On the wall of my studio, the map of the Panamericana - a road that connects Alaska to Chile and then branches off, taking on new names, to reach Ushuaia, Argentina - looked so immense and complex in shape and landscape that more than once I wondered if it was an unattainable feat.
Then as now, that 30,000-kilometers-long line - which for me and Davide Agati, the expedition's documentary filmmaker, would become almost 80,000 - is the symbol of a failed union between two continents and their interests, their cultures, and a socio-economic development so distant that often appears unbridgeable. But the Panamericana is also an extraordinary laboratory for those who, like me, want to probe to what extent what happens every day along a road on the other side of the world affects our lives and how, at the same time, our daily actions can have unimaginable effects on various species and populations.

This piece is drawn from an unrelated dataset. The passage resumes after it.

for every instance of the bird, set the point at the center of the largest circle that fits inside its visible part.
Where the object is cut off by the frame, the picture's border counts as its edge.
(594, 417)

From the Arctic tundra to the Patagonian Andean forest, through the paramo and the Bolivian salt lagoons, the Amazon rainforest, the Alaskan glaciers and the volcanoes that erupt in the middle of the night in Guatemala, the Pacific Ocean as permanent travel companion to the point where, in the Strait of Magellan, it hugs the Atlantic amidst storms and waves that only experienced Chilean sailors are allowed to face.
Today, a few days before returning to Europe, I am confronting with expectations and the reality and I realize how the answers I have welcomed are much more complex than the questions I had asked myself in the months leading up to departure.
Trying to sum up the WANE - We Are Nature Expedition using the 5 drivers of biodiversity decline and loss identified by IUCN - climate change, habitat loss, pollution, diffusion of invasive alien species, and overexploitation - I can state with reasonable certainty that each one of these is present in all the regions I passed through.
Starting from Alaska and its rich subsoil, where the appetite for oil, gas and a variety of other minerals is threatening the Arctic and where, despite scientific warnings, exploration and extraction projects such as Willow are likely to cause new scars on fragile soil by altering the flows of surface water through tundra, draining lakes and accelerating permafrost thaw in some areas. Among the most endangered organisms there are caribou, whose biggest herds, that live between Canada and Alaska, have declined 56 percent in just 20 years due to global warming- which is occurring 2 to 3 times faster here than in the rest of the world- habitat loss, hunting, management difficulties by a multiple agencies and private entities, and pollution, including that caused by the presence of microplastics.
Tropical paradises invaded by plastic, often originating from places thousands of miles away and then transported by the tide, such as the Sian Ka'an Reserve in Mexico, a UNESCO World Heritage Site since 1987. Beaches where, among the shells, lie the heads of few-weeks-old hammerhead sharks, victims of a black market that shows no signs of stopping and that finds a fertile ground here, amid corrupt government and poverty. Then there is deforestation, as unstoppable as the climate changes that send hectares of virgin forest into flames in the Ecuadorian and Bolivian Amazon, as well as in Guatemala.
Here, where the wounds of civil war and the Mayan genocide are still open, 568,000 hectares of primary rainforest, about 33 percent of the country's entire forest cover, were wiped out between 2022 and 2023. The causes are to be found in oil palm monoculture, which now dominates the landscape of Petén and Alta Verapaz, and cattle ranching.